We modified an IgG2c mouse anti-TNF antibody that effectively binds the high affinity FcRs to generate an IgG1 isotype with strongly diminished binding to the high affinity FcRs. We examined the therapeutic effects with both antibodies in the T cell transfer model of inflammatory bowel disease and the collagen-induced arthritis model.
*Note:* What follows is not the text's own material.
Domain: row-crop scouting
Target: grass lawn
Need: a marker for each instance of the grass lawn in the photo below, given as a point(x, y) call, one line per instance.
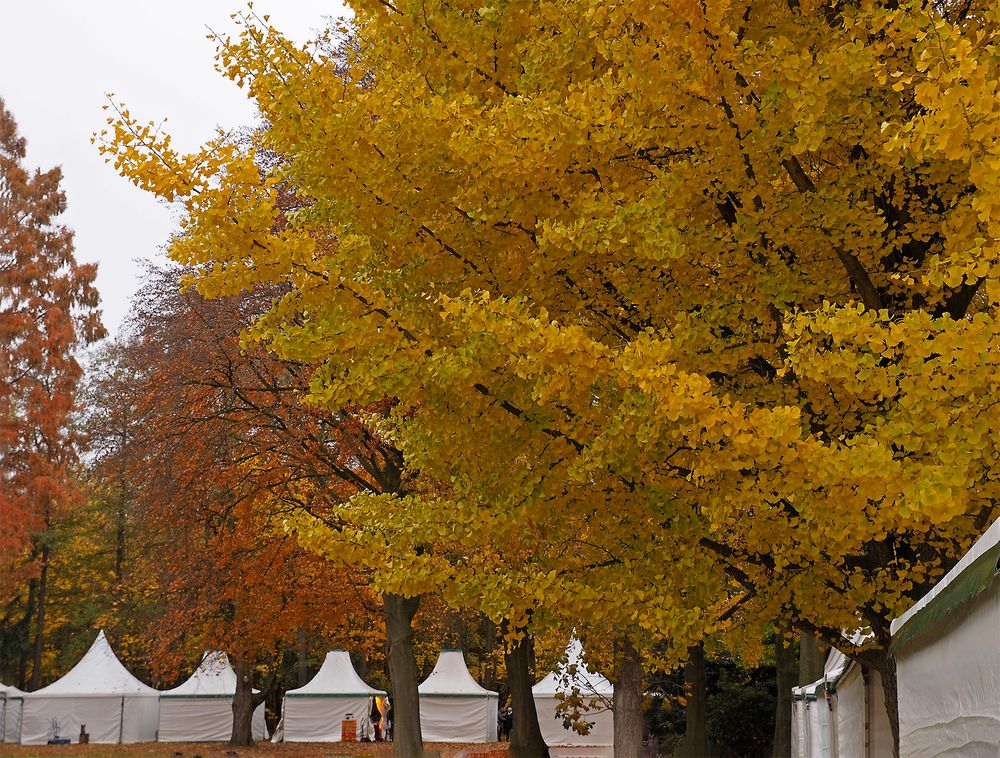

The IgG2c anti-TNF antibody had a significant effect in preventing colonic inflammation in the T cell transfer model of colitis while the IgG1 anti-TNF did not elicit a significant effect. Differences in the anti-inflammatory response for each antibody could not be explained by differences in TNF potency or antibody pharmacokinetics. Conversely, both the IgG2c and IgG1 anti-TNF were similarly effective in reducing the severity of articular inflammation in mouse collagen-induced arthritis.


These data suggest that the mechanism of action for TNF neutralizing biologics may differ across immune mediated diseases and, potentially, between therapeutics within a particular disease. Our data suggest a specific role of Fc-mediated immune regulation in the resolution of intestinal inflammation by anti-TNF monoclonal antibodies.